Anna McNay

Review of Helene Schjerfbeck at the Royal Academy of Arts, London

01/10/19

Helene Schjerfbeck

Royal Academy of Arts, London
20 July – 27 October 2019

It is the same old story over again: a female artist, with a vast number of works to her name, successful during her lifetime, but since largely forgotten to the world at large (albeit still a known name in her native Finland). Her male contemporaries, whose influence is visible in her work (but would this have been a reciprocal relationship?), remain, of course, well known even outside the core of the art world. As deserving as the many other “rediscovered” women being brought out of the closet and put back into the spotlight, Helene Schjerfbeck (1862-1946) is currently having her turn with her first UK solo exhibition at the Royal Academy of Arts, London (organised together with the Ateneum Art Gallery/Finnish National Gallery). 
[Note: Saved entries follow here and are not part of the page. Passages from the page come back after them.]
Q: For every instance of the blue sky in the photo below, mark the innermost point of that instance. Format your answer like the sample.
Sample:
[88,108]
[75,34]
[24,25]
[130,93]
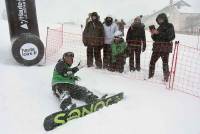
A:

Born in Helsinki, Schjerfbeck was discovered young by the Finnish painter Adolf von Becker, who secured her a place at the Finnish Drawing School when she was just 11 years old. Five years later, she moved to Becker’s private academy, from where she travelled to Paris to study at the Académies Trélat and Colarossi. Living the life of an educated artist, she flitted between Paris, Pont-Aven, St Petersburg, Vienna, Florence and even St Ives, Cornwall, exhibiting successfully across Europe, particularly in the Nordic countries, but never especially so in the UK. A major exhibition planned for the United States in 1939 was cancelled due to the outbreak of the second world war. Schjerfbeck, who died when she was 83, represented Finland posthumously at the Venice Biennale a decade later, in 1956.